Last edited by ShogaNinja; 07-22-2012 at 10:25 AM.
I think this thread had some very interesting information about nicotine.
Dr Yaniv riz states clearly the damage that nicotine can do, as well as the merits of nicotine use.
I think we all need to make a personnel choice as to nicotine use, taking into consideration, the good and the bad.
I personally think it is not quite the same as caffeine from the information I have to date and I never use that analogy.
Thanks for posting, Yves. I appreciate it. I did some basic google searches and some Wikipedia research and found that it MAY be responsible for the spread of cancer once you already have it (by up to 3 times more likely). From the research I have done I have found conflicting information that both states that it can cause cancer and that it cannot. I did not personally know what to make of such contradictory statements.
It is very hard to find information about nicotine without it being attached to smoking, Wikipedia includes e cigarettes under its nicotine information.

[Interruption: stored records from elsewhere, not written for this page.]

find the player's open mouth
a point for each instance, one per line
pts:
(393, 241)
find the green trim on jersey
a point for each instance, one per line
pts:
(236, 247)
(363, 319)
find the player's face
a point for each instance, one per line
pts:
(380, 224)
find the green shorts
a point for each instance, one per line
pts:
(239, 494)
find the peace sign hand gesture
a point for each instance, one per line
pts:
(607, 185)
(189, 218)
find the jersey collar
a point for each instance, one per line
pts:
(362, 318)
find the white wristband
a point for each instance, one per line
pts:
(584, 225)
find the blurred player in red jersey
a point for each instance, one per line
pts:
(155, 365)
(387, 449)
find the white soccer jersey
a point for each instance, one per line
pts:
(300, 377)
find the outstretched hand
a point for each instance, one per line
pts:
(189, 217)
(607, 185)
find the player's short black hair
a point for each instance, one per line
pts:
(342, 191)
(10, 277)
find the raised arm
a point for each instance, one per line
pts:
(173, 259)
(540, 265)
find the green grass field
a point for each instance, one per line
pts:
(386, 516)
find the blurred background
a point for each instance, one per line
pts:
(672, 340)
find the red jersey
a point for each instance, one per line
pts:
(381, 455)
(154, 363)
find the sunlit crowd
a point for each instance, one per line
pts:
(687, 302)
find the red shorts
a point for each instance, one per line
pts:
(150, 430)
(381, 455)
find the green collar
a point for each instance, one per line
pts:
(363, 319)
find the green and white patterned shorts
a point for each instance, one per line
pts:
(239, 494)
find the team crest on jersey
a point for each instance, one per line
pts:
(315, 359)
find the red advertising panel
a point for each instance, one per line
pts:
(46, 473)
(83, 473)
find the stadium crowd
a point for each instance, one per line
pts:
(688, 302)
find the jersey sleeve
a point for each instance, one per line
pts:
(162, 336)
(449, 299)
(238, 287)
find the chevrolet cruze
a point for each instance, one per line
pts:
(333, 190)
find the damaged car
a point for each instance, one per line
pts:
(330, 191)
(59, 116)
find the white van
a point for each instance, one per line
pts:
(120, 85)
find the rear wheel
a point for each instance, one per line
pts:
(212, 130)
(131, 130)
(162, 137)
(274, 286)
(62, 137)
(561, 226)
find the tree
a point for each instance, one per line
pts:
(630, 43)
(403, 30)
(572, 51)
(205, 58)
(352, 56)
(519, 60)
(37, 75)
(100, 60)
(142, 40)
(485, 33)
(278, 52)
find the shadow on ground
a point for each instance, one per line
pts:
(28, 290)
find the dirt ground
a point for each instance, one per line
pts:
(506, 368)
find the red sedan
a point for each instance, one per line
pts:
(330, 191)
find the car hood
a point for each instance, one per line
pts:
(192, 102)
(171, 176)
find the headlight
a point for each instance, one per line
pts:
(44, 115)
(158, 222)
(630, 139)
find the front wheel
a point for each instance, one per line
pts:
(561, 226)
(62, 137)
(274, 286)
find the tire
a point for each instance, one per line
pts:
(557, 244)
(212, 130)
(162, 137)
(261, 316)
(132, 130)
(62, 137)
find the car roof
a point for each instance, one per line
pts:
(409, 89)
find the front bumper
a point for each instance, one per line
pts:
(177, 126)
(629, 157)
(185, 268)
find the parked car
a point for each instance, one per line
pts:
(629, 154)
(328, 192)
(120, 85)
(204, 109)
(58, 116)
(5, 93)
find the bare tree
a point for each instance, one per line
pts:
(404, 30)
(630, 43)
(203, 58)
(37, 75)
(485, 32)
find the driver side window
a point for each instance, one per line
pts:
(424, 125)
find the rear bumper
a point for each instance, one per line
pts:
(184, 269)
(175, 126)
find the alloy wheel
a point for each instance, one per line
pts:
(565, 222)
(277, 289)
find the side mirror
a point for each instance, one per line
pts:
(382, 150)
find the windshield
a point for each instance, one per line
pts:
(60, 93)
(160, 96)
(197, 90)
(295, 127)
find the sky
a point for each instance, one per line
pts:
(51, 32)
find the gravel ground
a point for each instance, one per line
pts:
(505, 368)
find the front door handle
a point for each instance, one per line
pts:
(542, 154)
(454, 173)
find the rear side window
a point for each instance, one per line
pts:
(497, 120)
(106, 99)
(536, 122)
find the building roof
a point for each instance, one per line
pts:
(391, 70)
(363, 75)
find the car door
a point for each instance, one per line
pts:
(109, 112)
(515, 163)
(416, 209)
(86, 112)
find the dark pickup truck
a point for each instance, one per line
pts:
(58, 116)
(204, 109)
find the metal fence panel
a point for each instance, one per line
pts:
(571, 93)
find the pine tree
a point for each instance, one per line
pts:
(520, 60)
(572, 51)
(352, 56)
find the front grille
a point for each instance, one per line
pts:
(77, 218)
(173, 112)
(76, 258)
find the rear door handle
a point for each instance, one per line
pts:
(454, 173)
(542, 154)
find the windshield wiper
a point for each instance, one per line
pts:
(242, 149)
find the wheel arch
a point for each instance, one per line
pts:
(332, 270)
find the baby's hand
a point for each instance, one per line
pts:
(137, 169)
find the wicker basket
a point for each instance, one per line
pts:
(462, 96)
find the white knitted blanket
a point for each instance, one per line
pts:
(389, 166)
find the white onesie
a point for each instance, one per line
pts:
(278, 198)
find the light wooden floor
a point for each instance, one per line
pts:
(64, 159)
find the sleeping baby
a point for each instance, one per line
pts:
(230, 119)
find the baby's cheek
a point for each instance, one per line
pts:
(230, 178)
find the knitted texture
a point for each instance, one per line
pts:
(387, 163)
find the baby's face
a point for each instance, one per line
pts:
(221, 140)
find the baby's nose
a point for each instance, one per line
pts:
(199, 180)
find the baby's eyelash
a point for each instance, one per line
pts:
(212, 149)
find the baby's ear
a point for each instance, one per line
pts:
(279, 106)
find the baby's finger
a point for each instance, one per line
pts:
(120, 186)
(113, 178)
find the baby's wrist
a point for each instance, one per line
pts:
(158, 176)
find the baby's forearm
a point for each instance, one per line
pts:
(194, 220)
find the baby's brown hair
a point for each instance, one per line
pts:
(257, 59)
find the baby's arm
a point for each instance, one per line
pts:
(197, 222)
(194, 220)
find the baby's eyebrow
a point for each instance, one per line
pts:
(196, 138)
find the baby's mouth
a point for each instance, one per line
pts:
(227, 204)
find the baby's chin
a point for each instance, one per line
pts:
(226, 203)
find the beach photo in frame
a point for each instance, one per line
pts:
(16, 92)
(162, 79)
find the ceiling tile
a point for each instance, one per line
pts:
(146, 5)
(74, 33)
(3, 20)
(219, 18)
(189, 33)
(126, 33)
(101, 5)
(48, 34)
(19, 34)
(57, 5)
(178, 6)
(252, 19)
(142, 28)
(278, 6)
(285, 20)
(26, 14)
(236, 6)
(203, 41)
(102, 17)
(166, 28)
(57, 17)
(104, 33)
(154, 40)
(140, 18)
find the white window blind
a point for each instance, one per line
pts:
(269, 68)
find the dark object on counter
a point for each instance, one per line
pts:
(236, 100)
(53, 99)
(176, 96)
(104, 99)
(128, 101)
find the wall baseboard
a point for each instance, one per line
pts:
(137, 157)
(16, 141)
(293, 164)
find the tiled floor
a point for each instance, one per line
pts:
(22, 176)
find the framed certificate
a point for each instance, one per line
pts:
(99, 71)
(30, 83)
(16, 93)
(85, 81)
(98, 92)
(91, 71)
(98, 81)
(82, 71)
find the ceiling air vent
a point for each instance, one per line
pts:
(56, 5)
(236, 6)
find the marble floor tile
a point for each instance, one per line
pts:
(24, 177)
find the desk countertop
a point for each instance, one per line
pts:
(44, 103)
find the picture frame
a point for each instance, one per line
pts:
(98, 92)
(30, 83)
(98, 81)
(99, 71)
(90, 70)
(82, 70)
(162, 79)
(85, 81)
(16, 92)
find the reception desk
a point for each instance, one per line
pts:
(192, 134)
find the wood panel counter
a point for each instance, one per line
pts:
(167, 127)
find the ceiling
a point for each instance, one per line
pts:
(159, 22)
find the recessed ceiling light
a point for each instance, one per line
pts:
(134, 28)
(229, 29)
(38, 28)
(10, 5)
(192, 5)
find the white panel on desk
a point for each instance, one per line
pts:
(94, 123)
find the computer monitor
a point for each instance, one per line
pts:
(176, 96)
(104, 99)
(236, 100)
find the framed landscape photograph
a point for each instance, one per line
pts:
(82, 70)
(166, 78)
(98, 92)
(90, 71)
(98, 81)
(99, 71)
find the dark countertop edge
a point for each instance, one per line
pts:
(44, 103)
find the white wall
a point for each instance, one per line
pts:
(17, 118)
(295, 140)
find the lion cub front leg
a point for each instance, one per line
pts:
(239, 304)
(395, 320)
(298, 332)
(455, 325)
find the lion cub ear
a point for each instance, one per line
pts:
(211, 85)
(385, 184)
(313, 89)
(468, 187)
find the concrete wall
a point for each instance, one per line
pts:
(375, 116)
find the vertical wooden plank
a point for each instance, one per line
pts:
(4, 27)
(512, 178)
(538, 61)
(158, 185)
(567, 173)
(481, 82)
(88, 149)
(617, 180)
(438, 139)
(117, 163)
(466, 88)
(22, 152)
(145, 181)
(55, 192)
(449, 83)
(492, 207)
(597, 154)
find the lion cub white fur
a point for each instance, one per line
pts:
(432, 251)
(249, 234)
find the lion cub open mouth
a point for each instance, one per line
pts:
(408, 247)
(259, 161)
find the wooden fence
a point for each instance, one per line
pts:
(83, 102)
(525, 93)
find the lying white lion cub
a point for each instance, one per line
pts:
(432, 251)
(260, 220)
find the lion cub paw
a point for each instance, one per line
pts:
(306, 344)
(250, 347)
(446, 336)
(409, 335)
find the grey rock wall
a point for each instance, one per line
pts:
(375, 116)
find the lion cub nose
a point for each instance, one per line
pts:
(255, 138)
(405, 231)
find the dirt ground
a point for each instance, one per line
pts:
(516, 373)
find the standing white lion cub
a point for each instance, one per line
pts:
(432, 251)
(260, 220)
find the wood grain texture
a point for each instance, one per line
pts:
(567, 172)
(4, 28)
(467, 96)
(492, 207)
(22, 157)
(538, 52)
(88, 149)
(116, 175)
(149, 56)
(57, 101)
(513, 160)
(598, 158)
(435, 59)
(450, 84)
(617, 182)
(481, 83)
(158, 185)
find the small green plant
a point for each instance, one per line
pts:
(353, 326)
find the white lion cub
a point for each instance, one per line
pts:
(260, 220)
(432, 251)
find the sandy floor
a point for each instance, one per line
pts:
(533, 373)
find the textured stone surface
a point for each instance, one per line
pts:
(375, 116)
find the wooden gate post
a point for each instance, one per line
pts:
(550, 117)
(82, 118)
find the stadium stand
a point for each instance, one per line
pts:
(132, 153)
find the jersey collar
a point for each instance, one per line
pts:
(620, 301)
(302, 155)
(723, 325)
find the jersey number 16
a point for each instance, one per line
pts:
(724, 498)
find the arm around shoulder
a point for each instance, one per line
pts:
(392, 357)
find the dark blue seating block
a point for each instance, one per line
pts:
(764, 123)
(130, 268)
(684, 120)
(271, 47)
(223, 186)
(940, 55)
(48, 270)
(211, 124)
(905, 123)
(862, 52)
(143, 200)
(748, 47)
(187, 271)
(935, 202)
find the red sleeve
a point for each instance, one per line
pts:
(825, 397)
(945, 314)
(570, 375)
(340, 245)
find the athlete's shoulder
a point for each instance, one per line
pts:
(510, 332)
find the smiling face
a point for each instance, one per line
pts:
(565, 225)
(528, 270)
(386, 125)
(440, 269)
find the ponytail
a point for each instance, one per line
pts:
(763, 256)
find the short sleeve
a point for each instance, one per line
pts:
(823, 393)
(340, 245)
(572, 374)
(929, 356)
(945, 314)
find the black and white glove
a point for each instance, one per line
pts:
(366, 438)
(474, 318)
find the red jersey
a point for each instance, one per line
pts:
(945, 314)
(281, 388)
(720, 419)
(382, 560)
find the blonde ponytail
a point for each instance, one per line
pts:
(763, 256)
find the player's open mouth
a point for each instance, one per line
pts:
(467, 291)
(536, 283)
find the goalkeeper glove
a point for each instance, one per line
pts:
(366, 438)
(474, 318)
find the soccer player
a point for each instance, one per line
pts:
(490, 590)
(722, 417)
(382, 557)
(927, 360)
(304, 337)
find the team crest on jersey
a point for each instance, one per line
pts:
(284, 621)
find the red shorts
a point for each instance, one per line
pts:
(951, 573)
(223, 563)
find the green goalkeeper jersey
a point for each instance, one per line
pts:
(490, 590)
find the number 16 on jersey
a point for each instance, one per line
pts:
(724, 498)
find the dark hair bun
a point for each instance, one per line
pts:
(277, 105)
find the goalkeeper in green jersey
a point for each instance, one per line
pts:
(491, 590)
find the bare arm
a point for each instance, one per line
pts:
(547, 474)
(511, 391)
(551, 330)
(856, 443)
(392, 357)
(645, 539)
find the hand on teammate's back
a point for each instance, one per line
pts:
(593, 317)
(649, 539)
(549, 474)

Nicotine - Wikipedia, the free encyclopedia
Last edited by Yves; 07-22-2012 at 11:10 AM.
Reason: adding link
Here are several references and abstracts that provide information about some of the potential positive effects of nicotine. There are others as well, but that would make this post even longer than it is. Each of these was published in peer-reviewed journals.
Conners CK, Levin ED, Sparrow E, Hinton SC, Erhardt D, Meck WH, Rose JE, March J (1996) Nicotine and attention in adult attention deficit hyperactivity disorder (ADHD). Psychopharmacol Bulletin 32:67-73.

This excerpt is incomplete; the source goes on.